Why is it so easy to decompile .NET IL-code into source code, compared to decompiling native x86 binaries? (Reflector produces quite good source code most of the time, while decompiling the output of a C++ compiler is almost impossible.)
Is it because IL contains a lot of meta data? Or is it because IL is a higher abstraction than x86 instructions? I did some research and found the following two usefull articles, but neither of them answers my question.
- MSIL Decompiler Theory
- C Decompiler - Quick primer
I think you've got the most important bits already.
- As you say, there's more metadata available. I don't know the details of what is emitted by a C or C++ compiler, but I suspect far more names and similar information are included in IL. Just look at what the decompiler knows about what's in a particular stack frame, for example - as far as the x86 is concerned, you only know how the stack is used ; in IL you know what the contents of the stack represent (or at least, the type - not the semantic meaning!)
- Again, as you've already mentioned, IL is a higher level abstraction than x86. x86 has no idea what a method or function call is, or an event, or a property etc. IL has all that information still within it.
- Typically C and C++ compilers optimise much more heavily than (say) the C# compiler. This is because the C# compiler assumes that most of the optimisation can still be performed later - by the JIT. In some ways it makes sense for the C# compiler not to try to do much optimisation, as there are various bits of information which are available to the JIT but not the C# compiler. Optimised code is harder to decompile, because it's further away from being a natural representation of the original source code.

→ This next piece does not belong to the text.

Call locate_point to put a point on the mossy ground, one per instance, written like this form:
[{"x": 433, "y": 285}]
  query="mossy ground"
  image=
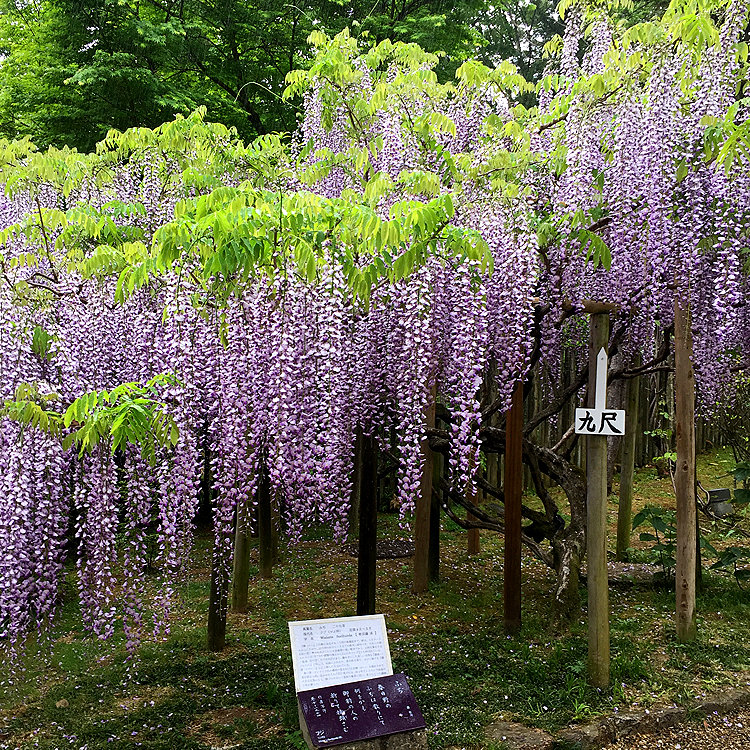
[{"x": 76, "y": 692}]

- IL was designed to be JIT-compiled; x86 was designed to be executed natively (admittedly via micro-code). The information the JIT compiler needs is similar to that that a decompiler would want, so a decompiler has an easier time with IL. In some ways this is really just a restatement of the second point.
There are a number of things that make reverse engineering il fairly easy.
Type information. This is massive. In x86 assembler, you have to infer the types of variables based on how they are used.
structure. Information on the structure of the application is more available in il disassemblies. This, combined with type information, gives you an amazing amount of data. You're working at a pretty high level at this point (relative to x86 assembler). In native assembler, you have to infer the structure layouts (and even the fact that they are structures) based on how the data is used. Not impossible, but much more time consuming.
names. Knowing the names of things can be useful.
These things, combined, means you have quite a lot of data about the executable. Il is basically working at a level much closer to the source than a compiler of native code would be. The higher level the bytecode works at, the easier reverse engineering is, generally speaking.
C# and IL nearly map one-to-one. (This is less so with some newer C# 3.0 features.) The closeness of the mapping (and the lack of an optimizer in the C# compiler) makes things so 'reversible'.
Extending Brian's correct answer
If you think all IL is easily decompilable, I suggest writing a non-trivial F# program and attempting to decompile that code. F# does a lot of code transformations and hence has a very poor mapping from the actual emitted IL and the original code base. IMHO, it is significantly more difficult to look at decompiled F# code and get back the original program than it is for C# or VB.Net.